Key Concepts Learned
- EDA is exploratory data analysis:
- What the data looks like (distribution and missings)
- What patterns exist (clustering and relationships)
- What’s unusual (outliers)
- what questions does this raise
- how reliable is the dataset
- Best practcies:
- Report corresponding MOEs of ACS estimates
- Include a footnote to acknolwedge MOEs if not reporting
- provide unreliability context which would revolve around the coefficient of variation (CV <12% being good, 12-40% somewhat reliable, and CV > 40% being concerning)
- reduce statistical uncertainty, collapse or aggregate data
- stat significance tests are recommended as you go.
- Are there geographic patterns or correlations?
- Population relationships, how size affect data quality
- Are certain communities systematically different
Coding Techniques
- ggplot2:
- Data is the actual datasets
- Aesthetics, variables mapped to visual properties (x ,y ,color, size )
- Geometries, how to display the data (points, bars, lines)

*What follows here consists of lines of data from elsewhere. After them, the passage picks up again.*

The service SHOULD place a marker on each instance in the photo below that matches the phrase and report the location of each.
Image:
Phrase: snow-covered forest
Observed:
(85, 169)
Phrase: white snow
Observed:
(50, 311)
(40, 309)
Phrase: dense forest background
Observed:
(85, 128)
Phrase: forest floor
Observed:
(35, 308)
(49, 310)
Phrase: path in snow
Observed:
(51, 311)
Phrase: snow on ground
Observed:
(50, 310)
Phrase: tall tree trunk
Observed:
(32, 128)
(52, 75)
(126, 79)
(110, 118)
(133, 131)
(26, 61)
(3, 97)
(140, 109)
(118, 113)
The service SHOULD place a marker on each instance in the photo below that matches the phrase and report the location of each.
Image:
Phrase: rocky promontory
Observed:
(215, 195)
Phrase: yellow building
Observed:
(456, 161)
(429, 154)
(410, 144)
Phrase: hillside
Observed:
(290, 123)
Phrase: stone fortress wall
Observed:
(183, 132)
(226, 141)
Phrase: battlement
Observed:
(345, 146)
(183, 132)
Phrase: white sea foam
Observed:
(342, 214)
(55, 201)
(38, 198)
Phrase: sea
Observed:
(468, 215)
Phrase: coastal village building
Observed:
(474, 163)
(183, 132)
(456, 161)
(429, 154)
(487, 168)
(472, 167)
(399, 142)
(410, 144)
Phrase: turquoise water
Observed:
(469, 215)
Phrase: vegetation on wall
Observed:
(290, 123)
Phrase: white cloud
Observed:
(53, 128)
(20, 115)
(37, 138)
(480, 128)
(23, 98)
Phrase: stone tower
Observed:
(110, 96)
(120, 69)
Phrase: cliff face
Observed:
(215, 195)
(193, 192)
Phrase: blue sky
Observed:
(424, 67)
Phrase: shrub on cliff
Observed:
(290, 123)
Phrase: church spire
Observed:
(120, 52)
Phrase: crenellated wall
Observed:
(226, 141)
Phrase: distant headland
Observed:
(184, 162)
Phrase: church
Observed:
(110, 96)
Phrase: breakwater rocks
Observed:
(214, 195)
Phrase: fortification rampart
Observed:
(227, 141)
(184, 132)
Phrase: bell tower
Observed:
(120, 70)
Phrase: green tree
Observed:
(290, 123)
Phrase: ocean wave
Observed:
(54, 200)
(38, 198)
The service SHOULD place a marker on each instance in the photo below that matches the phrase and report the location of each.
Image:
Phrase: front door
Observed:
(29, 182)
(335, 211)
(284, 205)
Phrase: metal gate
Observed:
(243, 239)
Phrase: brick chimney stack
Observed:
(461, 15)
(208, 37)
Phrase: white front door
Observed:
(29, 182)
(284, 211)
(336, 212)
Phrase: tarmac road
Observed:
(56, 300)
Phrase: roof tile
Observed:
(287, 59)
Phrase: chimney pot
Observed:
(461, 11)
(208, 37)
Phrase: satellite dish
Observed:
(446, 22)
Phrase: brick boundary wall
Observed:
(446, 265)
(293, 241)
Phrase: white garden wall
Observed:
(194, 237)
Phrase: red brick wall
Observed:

- Additional layers: scales, themes, facets and annotations
- Aesthetics:
- x, y, are data positions
- color of the point/line
- fill, is the area color
- size, point/line size
- shape, point shape
- alpha, transparency
- left_join() - keep all rows from left dataset
- right_join() - keep all rows from right dataset
- inner_join() - Keep matching only
- full_join() - just merge the datasets
Connections to Policy
- Analyzing bias within data before running analysis and providing recommendations
- this is done to allow us to ensure that no group is discriminated or biased against within the recommendations.
Reflection
- good practices in terms of coding and communication .